The other two ostensible grievances were were that Britain was arming the Indians against settlers in the northwest and that it was interfering with American trade with France (this was during the Napoleonic Wars). But Americans shouldn't have been trying to take Indian lands in the first place--we know how that worked out--and, at the same time, France was trying to interfere in American trade with Britain. So why side with a brutal dictator like Napoleon over Britain, which was arguably the most liberal country at the time other then the USA? So there was no adequate cause that I can see, and it's not surprising it generated such widespread antiwar sentiment, perhaps even more so than Vietnam.
Going after the British was a no-brainer:
1) The French were not kidnapping our sailors
2) The French did not have forts on our borders (the British were supposed to vacate their forts after the Revolutionary war)
3) We had no way to attack the French as we hardly had a navy.
4) The British had a superior navy and were blocking our trade in more areas, especially the Great Lakes.
5) The British, not the French, were instigating the Indians.
The anti-war sentiment was mostly confined to New England. The real cause of the anti-war sentiment was the LACK OF WAR PROPAGANDA.
James Madison, unlike all the presidents in this poll, did not use war propaganda. He gave the plain facts in concise form, as his war massage shows. The sad fact is that war propaganda works. Madison hoped this would not be a nation of war propaganda. His precedent can still be followed if demanded by the public. But that will not ahppen until the demonization of the War of 1812 ends, and the public is educated.
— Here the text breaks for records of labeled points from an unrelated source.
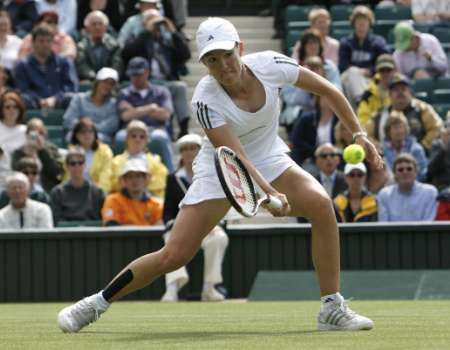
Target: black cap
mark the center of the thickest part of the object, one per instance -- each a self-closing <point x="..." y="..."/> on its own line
<point x="137" y="66"/>
<point x="399" y="79"/>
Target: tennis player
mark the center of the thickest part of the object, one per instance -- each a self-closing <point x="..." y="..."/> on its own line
<point x="237" y="105"/>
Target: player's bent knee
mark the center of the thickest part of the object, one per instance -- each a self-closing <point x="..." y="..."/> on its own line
<point x="172" y="259"/>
It led to the deaths of thousands, conscription in certain states, a failed invasion of Canada, the expansion the navy and the standing army, and war debt, which further led to inflation, the formation of the Second Bank of the United States, and the Panic of 1819.
* The casualty rates in the War of 1812 were very low, only 7000 total. By contrast, the Battle of Leipzig of 1813, just one battle, had 82,000 casualties!
* The expansion of the navy? Well, we had no navy before 1812, that's why we had 1000 ships seized on the high seas and 7000 sailors kidnapped.
* The Second bank was formed, but it was a temporay measure that set no precedent. Jackson, working with Madison, got rid of the bank after the 1832 election. You probably don't know this, but Jackson's personal secretary from 1828-1834 was
Nicholas Trist, a man so devoted to James Madison that he spent his entire life promoting Madison's legacy. Madison and Jackson were in close contact during Jackson's first term. Then, in 1832, Jackson went to visit Madison before the election, and they agreed to get rid of the bank.
The war actually set a precedent on national banks. In January of 1815, Madison vetoed a bank bill that expanded the powers of the bank from the first bank. In other words, George Washington set a precedent that a bank was Constitutional, and Madison set a precedent on the limits of those powers. Taking this knowledge and this strategy to opposing the Fed is better than what I've seen here. If you argue the Fed is unconstitutional, you are never going to get a majority, as the bank was passed 2 to 1 by the 1st congress and signed by Washington. Better is to emphasize the limits on banking set by the Father of the Constitution, James Madison. Almost everything the Fed does is unconstitutional, per Madison's 1815 veto.
[John Tyler, citing his hero James Madison, vetoed additional bank bills in the 1840s. By that time, we had a great economy. The only reason the Founding Fathers voted for ANY bank bill was that the federal government was struggling to survive. After the debt was paid off by Jackson, that has never happend since.]
* The Panic of 1819 is a red herring and you know it. You know that our overall economy boomed after 1815, just look at the GNP numbers. It was one of the biggest booms in world history. The Panic of 1819 was short-lived, and mostly effected bankers and land specualtors, not ordinary people. The real cause of the panic was LOW LAND PRICES. That's bad for speculators, but GOOD for everyone else.
[if you need more evidence that the Panic of 1819 was not a big deal, remember that Monroe won EVERY STATE in the election of 1820, the only man to do so besides George Washington. By 1820, the free enterprise of the Industrial Revolution was starting to roar in America. Murray Rothbard's book on the Panic of 1819 is filled with interesting facts, but lots of bogus and cherry-picked conclusions.]
The more you study James Madison and the War of 1812, the more you can see the evil in Lincoln, Wilson, FDR, and LBJ. Just wars CAN BE DONE.
[The War of 1812 should be read as a continuation of the Revolutionary War, which it was, rather than an
ad hoc anachronism from later evil & unjust wars.]